Colleen Kilbane said, "the sow and cub, they've been beloved in the community for quite some time. Just last week she was on my friend's golf cart on the golf course."
The sow and cub brought community members together to talk about the importance of Montana's wildlife and what could be done to protect wildlife and people.
Just over 2,000 people live in Red Lodge, it's estimated that just over 13,000 black bears live in Montana, some making Red Lodge their home too.
Two of those bears were the sow and cub hit Friday.
Kilbane said she thinks, "we all live here because we respect wildlife, we respect nature, the environment, and it's [wildlife] just a little added bonus."
Kilbane said she's photographed the sow for a few years and was thrilled to see her cub last year so the loss was heartbreaking.

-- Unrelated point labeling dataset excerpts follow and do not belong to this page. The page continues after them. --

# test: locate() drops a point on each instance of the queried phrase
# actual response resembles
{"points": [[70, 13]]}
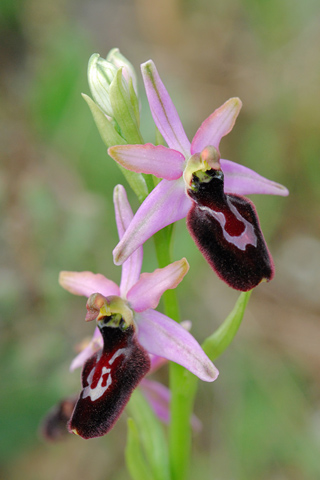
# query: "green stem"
{"points": [[183, 384]]}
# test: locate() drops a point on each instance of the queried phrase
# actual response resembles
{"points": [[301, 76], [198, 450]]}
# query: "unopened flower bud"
{"points": [[128, 71], [100, 75]]}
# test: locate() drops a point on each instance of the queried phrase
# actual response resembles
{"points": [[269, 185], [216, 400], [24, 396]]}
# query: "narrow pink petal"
{"points": [[94, 346], [87, 283], [220, 122], [243, 181], [159, 397], [146, 293], [132, 267], [166, 204], [160, 335], [163, 162], [163, 110], [156, 361]]}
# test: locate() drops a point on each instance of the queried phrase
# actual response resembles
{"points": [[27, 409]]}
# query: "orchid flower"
{"points": [[53, 426], [157, 395], [131, 330], [197, 184]]}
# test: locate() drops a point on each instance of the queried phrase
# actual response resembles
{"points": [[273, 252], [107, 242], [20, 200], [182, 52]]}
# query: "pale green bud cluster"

The community said these bears come down from the wooded area behind Beartooth Billings Clinic and cross Highway 212 to get to Rock Creek.
Stephen Viale lives off Two Mile Bridge Road and said, "the bears come through, the deer come through, we get elk, we even get turkeys walking through here."

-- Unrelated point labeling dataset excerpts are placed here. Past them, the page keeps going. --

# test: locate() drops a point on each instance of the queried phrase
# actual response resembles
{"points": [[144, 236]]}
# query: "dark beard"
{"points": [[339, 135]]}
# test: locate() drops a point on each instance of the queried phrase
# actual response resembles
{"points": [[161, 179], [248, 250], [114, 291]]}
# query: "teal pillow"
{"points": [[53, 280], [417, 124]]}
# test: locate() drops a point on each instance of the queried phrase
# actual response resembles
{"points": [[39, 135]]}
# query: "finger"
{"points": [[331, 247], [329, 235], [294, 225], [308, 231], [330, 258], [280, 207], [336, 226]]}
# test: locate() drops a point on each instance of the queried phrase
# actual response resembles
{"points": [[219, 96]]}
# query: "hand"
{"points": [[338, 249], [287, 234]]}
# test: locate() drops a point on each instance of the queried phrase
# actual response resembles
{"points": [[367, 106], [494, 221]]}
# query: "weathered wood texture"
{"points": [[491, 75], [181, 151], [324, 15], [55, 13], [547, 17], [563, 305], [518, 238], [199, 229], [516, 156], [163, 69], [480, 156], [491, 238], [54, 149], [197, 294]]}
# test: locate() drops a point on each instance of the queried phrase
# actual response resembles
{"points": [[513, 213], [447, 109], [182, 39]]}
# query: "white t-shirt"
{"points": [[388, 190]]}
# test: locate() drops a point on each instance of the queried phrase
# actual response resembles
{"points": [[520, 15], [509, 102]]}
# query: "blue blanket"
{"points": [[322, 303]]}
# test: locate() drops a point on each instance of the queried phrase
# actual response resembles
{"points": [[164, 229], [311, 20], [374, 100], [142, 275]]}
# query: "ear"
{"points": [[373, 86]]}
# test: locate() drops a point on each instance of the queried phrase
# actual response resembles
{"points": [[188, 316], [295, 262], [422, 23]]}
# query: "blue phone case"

Viale continued, "When I heard and found out that the momma and the cub had been killed it pained me.
John Potter said in his native language there isn't a word for animal it translates to relatives and these bears are our family.
"Our animals, they need our respect and consideration," Potter said, "If we love them as much as we say that we do in order to live here to be among them we need to respect them in their home."

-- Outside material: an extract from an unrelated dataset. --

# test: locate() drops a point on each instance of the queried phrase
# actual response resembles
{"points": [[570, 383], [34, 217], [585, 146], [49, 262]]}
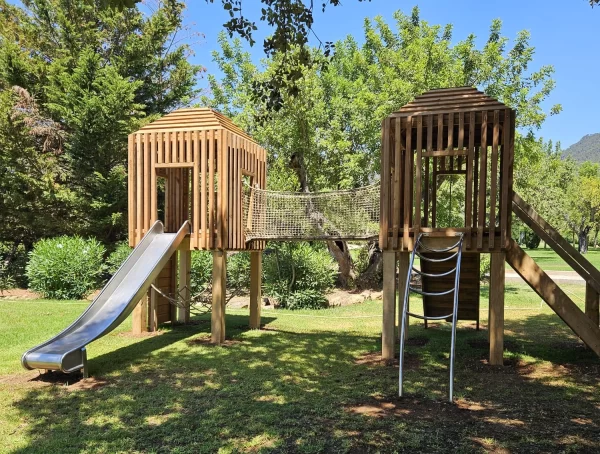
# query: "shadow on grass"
{"points": [[285, 391]]}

The people of Red Lodge said they don't want to villainize the person that hit these black bears they just want to see some change.
Potter said, "the first step in doing that is slowing down, relaxing, take it easy, listen, out your needs aside for a little bit and think about the whole."
The residents of Red Lodge said the speed limit of 70 miles per hour is something they believe could be lowered to help prevent wildlife accidents.
Kilbane said, "We have a lot of people driving in and out that really don't know the nuances of that stretch of road and I know a lot of local people don't go 70 up until mile marker 73. until the vegetation opens up and you can really see what's approaching from the sides."
For the speed limit to be lowered the Montana Department of Transportation needs to complete a speed study which luckily for residents of Red Lodge has already been completed.
Carbon County Commissioner for District 3, Red Lodge, said, "there appears to be some pretty legitimate reasons for a reduction and extending a reduced speed zone further north coming out of Red Lodge."
Some of those reasons being the animals but also the community growth with the hospital and vet clinic in that area.
Bullock said lowering the speed or adding wildlife signs are all things that will be discussed.
He believes, "the biggest thing is getting folks maybe slowed down if that's something that we're approached with and gets enough support from the community then I think it's more than appropriate."
A roundabout is also in the works for the Two Mile Bridge Road and Highway 212 area that residents are hoping will help slow people down along the wildlife corridor.